Pembangunan berwawasan Lingkungan (Sustainable Development)

Ada dua hal yang ditengarai menyebabkan terjadinya kerusakan lingkungan, yaitu laju pertumbuhan penduduk yang relatif cepat dan kemajuan pesat ilmu pengetahuan dan tehnologi. Pertumbuhan penduduk yang relatif cepat berimplikasi pada ketersediaan lahan yang cukup untuk menopang tuntutan kesejahteraan hidup. Sementara lahan yang tersedia bersifat tetap dan tidak bertambah sehingga menambah beban lingkungan hidup. A. DEFINISI PEMBANGUNAN BERWAWASAN LINGKUNGAN

Melestarikan lingkungan hidup merupakan kebutuhan yang tidak bisa ditunda lagi dan bukan hanya menjadi tanggung jawab pemerintah atau pemimpin negara saja, melainkan tanggung jawab setiap insan di bumi, dari balita sampai manula. Setiap orang harus melakukan usaha untuk menyelamatkan

lingkungan hidup di sekitar kita sesuai dengan kapasitasnya masing-masing. Sekecil apa pun usaha yang kita lakukan sangat besar manfaatnya bagi terwujudnya bumi yang layak huni bagi generasi anak cucu kita kelak.

Upaya pemerintah untuk mewujudkan kehidupan adil dan makmur bagi rakyatnya tanpa harus menimbulkan kerusakan lingkungan ditindaklanjuti dengan menyusun program pembangunan berkelanjutan yang sering disebut sebagai pembangunan berwawasan lingkungan.

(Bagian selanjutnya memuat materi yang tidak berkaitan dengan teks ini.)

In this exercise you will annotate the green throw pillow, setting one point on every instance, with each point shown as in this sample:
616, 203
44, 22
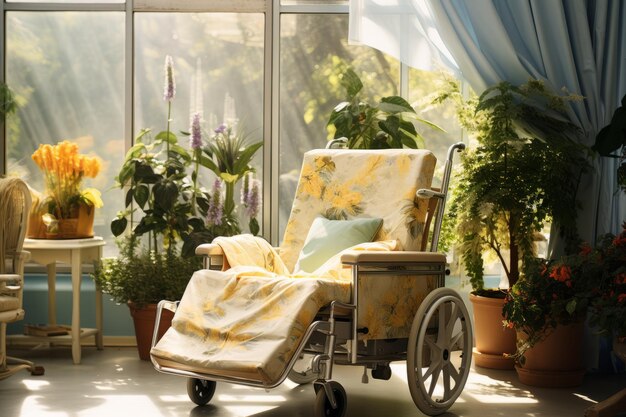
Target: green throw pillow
326, 238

Pembangunan berwawasan lingkungan adalah usaha meningkatkan kualitas manusia secara bertahap dengan memperhatikan faktor lingkungan, atau dengan kata lain Pembangunan berwawasan lingkungan adalah pembangunan berkelanjutan yang mengoptimalkan manfaat sumber daya alam dan sumber daya manusia dengan cara menserasikan aktivitas manusia dengan kemampuan sumber daya alam untuk menopangnya. Pembangunan berwawasan lingkungan dikenal dengan nama Pembangunan Berkelanjutan. Konsep pembangunan berkelanjutan merupakan kesepakatan hasil KTT Bumi di Rio de Jeniro tahun 1992. Di dalamnya terkandung 2 gagasan penting, yaitu:
  1. Gagasan kebutuhan, khususnya kebutuhan pokok manusia untuk menopang hidup.
  2. Gagasan keterbatasan, yaitu keterbatasan kemampuan lingkungan untuk memenuhi kebutuhan     baik masa sekarang maupun masa yang akan datang.
B. INDIKATOR PEMBANGUNAN BERWAWASAN LINGKUNGAN

Seperti yang telah dipaparkan sebelumnya, maka dalam implementasi pembangunan berwawasan lingkungan terdapat unsur penting yaitu meningkatkan kualitas manusia melalui penggunaan sumber daya alam yang bijak. Untuk mencapai target pembangunan berwawasan lingkungan, maka dapat melihat indikator sebagai berikut :
a.    Menjamin pemerataan dan keadilan.
b.    Menghargai keanekaragaman hayati.
c.    Menggunakan pendekatan integratif.
d.    Menggunakan pandangan jangka panjang.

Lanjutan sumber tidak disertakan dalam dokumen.